В Новом Орлеане я знала только Беттину, сексуальную немку экс-патриотку, бывшую певицу из постиндустриального кабаре, специализировавшуюся в свое время на известных эстрадных мелодиях, слямзенных у Марлен Дитрих. Когда Беттине приелись сложные махинации в музыкальном бизнесе, она подалась в банкиры. Что-то связанное с инвестициями. Она владела полуразрушенным особняком на окраине Французского Квартала, который купила на городском аукционе. Пыталась добиться, чтобы ему присвоили статус исторического памятника архитектуры. Собиралась его отреставрировать и продать обратно городу. С прибылью двести процентов. Но пока что особняк стоял заброшенным — уже почти десять лет. Правда, весь мусор оттуда убрали. Беттина мне разрешила пожить там — вроде как сторожем, — пока я не найду себе квартиру.
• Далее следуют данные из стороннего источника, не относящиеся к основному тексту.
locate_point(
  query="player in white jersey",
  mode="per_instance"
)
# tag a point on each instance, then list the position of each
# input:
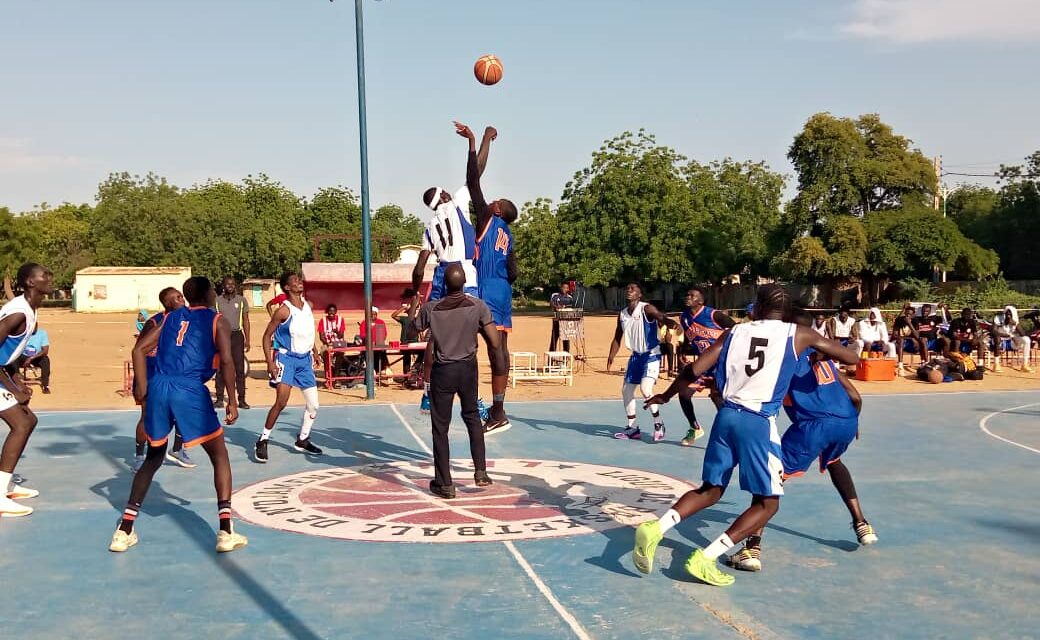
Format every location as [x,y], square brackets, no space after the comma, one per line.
[638,325]
[291,364]
[18,321]
[754,365]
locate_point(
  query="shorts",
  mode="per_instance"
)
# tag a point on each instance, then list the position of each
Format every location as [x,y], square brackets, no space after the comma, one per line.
[297,370]
[184,401]
[642,366]
[498,296]
[438,289]
[744,438]
[823,439]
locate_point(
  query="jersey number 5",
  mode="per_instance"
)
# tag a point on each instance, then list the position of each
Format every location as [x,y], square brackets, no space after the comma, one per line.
[180,334]
[756,353]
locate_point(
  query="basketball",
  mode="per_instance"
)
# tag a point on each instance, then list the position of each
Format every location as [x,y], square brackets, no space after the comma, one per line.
[488,70]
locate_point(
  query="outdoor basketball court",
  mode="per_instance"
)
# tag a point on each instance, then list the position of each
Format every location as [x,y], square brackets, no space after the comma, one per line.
[351,544]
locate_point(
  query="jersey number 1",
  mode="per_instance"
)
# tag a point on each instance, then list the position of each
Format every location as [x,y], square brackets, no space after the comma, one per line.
[180,334]
[756,353]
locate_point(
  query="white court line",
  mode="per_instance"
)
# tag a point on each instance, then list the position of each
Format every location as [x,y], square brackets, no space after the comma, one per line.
[982,425]
[539,583]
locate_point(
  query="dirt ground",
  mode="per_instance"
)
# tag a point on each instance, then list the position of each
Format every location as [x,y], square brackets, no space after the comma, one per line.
[88,354]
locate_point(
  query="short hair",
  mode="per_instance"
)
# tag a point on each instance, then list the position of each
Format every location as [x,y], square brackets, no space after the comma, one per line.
[196,288]
[508,211]
[24,273]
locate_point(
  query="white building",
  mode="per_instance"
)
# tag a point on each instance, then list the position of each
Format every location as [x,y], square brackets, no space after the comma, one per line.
[124,288]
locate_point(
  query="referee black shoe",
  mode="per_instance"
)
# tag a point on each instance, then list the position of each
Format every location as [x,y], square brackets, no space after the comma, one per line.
[494,426]
[306,446]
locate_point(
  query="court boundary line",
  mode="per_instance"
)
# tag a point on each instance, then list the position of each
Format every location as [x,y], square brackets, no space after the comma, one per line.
[985,419]
[543,588]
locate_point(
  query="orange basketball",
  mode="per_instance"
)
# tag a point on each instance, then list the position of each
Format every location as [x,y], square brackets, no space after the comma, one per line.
[488,70]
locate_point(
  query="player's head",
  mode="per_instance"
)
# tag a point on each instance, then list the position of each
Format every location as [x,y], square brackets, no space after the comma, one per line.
[504,209]
[455,278]
[199,291]
[435,197]
[171,299]
[633,291]
[32,276]
[291,282]
[772,302]
[695,297]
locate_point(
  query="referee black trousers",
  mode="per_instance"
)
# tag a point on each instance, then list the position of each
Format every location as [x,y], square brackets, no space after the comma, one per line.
[446,381]
[238,356]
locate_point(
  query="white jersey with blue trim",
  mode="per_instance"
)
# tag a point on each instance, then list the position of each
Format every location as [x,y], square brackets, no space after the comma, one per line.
[641,333]
[15,344]
[756,365]
[296,333]
[449,235]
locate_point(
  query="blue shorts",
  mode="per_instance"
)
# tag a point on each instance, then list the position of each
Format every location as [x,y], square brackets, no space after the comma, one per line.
[498,296]
[297,369]
[184,401]
[745,438]
[438,290]
[643,365]
[823,439]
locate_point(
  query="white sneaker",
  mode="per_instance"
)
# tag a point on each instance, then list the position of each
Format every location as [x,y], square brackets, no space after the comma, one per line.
[21,492]
[230,541]
[123,540]
[10,509]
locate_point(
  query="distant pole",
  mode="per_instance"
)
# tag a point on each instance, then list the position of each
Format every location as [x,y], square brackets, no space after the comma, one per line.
[366,244]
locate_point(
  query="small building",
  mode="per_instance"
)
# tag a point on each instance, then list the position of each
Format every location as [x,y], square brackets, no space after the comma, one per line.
[258,291]
[124,288]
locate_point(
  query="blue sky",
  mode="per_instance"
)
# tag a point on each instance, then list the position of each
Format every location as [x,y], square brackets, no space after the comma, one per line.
[199,88]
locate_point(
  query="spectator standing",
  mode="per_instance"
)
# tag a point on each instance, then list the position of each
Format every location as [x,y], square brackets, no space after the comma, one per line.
[36,354]
[562,300]
[232,305]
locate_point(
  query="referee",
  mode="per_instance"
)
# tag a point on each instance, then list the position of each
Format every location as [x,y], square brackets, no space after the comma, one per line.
[455,322]
[232,305]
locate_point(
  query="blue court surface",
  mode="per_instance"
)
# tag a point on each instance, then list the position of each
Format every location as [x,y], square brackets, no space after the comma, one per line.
[949,481]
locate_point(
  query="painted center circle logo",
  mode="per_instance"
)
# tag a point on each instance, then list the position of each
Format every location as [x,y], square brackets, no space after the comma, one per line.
[391,502]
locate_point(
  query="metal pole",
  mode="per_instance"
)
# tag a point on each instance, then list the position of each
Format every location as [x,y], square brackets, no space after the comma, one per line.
[366,248]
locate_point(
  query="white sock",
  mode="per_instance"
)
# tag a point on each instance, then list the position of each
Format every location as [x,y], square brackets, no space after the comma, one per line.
[720,546]
[670,519]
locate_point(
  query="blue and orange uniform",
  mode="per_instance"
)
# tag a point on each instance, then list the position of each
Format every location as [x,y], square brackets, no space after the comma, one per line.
[186,357]
[494,248]
[824,419]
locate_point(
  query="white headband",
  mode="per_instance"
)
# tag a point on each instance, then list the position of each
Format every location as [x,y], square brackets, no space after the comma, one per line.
[437,199]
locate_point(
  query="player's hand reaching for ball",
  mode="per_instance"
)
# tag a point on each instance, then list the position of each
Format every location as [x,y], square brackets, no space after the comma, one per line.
[463,130]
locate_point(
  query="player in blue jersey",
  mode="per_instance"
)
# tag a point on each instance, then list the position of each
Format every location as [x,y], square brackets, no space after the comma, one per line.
[171,299]
[496,267]
[189,344]
[638,325]
[754,364]
[824,408]
[701,327]
[291,365]
[18,321]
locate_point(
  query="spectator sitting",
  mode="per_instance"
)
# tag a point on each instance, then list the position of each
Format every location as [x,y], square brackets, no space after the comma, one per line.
[906,336]
[874,334]
[1006,328]
[331,330]
[964,334]
[35,355]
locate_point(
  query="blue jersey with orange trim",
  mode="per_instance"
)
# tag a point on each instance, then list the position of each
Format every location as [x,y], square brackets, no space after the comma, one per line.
[493,248]
[815,392]
[701,330]
[187,343]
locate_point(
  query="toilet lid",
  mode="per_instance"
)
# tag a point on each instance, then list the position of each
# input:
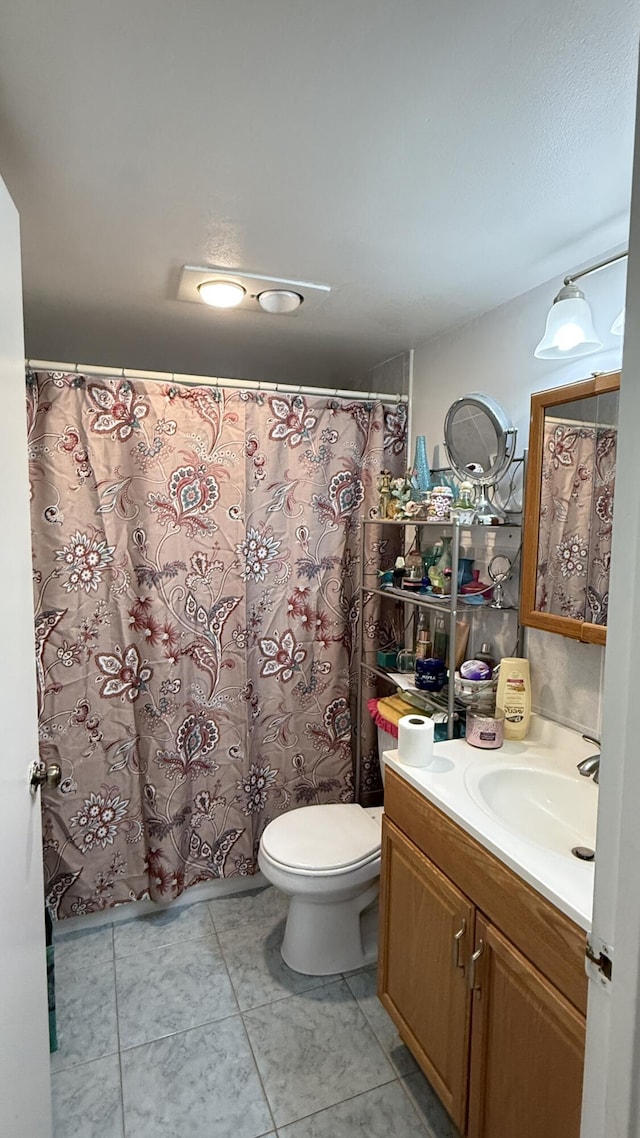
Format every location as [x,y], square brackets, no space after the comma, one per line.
[323,838]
Через пару дней после того, как я там поселилась, в шести кварталах от особняка случилось одно происшествие со смертельным исходом. Мы с Беттиной возвращались из кафе. Проехали на красный на углу Эспланады. Пожилой негр, переходивший дорогу, застыл на месте с открытым ртом, пораженный моими пламенно-рыжими волосами и тесной белой футболкой. Он не заметил грузовичок доставки горячих пончиков, приближавшийся к нему с другой стороны. Его подбросило в воздух на тридцать футов. Он упал на асфальт и раскроил себе череп. Добро пожаловать к Большому Повесе. ((прим.переводчика: Большой Повеса — Big Easy — прозвище Нового Орлеана, имеющего славу беспечного, развлекающегося в свое удовольствие города.))
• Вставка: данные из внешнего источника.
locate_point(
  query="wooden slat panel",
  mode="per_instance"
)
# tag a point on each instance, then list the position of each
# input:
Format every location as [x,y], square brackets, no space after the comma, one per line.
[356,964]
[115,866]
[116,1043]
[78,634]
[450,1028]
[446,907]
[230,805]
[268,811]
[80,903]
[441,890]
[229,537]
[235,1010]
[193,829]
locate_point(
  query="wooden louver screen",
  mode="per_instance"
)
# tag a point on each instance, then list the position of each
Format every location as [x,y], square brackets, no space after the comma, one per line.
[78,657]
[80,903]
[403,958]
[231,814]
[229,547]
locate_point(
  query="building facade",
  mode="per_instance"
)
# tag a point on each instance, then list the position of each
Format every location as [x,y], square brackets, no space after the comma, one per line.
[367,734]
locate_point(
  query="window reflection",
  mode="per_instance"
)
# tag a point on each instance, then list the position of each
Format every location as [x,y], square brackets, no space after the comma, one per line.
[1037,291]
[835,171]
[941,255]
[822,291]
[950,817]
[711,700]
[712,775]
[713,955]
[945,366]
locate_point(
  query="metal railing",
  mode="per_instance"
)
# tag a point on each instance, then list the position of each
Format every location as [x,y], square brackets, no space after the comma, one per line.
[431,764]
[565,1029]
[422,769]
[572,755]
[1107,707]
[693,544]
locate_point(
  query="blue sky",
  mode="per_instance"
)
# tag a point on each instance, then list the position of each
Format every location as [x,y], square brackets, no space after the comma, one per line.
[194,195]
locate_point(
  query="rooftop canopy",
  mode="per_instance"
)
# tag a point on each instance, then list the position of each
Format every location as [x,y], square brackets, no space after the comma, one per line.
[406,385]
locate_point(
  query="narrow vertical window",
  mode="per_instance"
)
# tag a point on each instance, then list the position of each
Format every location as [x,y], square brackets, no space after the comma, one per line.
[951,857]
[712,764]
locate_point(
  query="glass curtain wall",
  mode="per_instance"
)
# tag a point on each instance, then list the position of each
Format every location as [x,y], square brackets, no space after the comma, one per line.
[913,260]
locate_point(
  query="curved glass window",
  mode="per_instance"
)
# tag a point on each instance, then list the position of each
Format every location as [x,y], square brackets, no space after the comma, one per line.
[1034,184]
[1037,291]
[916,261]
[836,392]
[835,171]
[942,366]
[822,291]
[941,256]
Я сняла маленький домик, задний дворик которого примыкал к монастырской стене. По утрам я пила кофе на огромной тенистой веранде на задах дома и наблюдала за развлечениями монашек, которые, как я понимаю, предпочитали подвижные игры на воздухе типа бадминтона или волейбола. Моим соседом был юный женоподобный педик с пограничным раздвоением личности и музыкальными пристрастиями студента Джульярдской музыкальной школы. Каждое воскресенье он распевал гимны в местной баптистской церкви. Я уехала из Нью-Йорка, потому что меня достало, что все меня достают, докучают, надоедают, запаривают, заебывают и так далее — и в результате я поселилась в доме рядом с распаленным озабоченным подростком, страдавшим безудержным вуайеризмом — в частности, у окна моей спальни. Застывший взгляд, замороженная улыбка, дерзкая поза. Я не знала, как от него избавиться. Однажды он мне позвонил и предложил пообедать вместе. Я сказала, что не сегодня — я сейчас занята, у меня в самом разгаре ритуал вызова дьявола для последующих половых сношений, так что я уже голая и готовая. Он даже не дал мне договорить. Сказал, что я нагло вру. Что он меня видит. Я сижу в сарафане, при полном параде — сижу нога на ногу и покачиваю левой ногой. Он наблюдает за мной через щель в ставнях, с радиотелефоном в руке. Я заорала, чтобы он убирался. Сказала, что хватит за мной шпионить. Разумеется, он не послушался.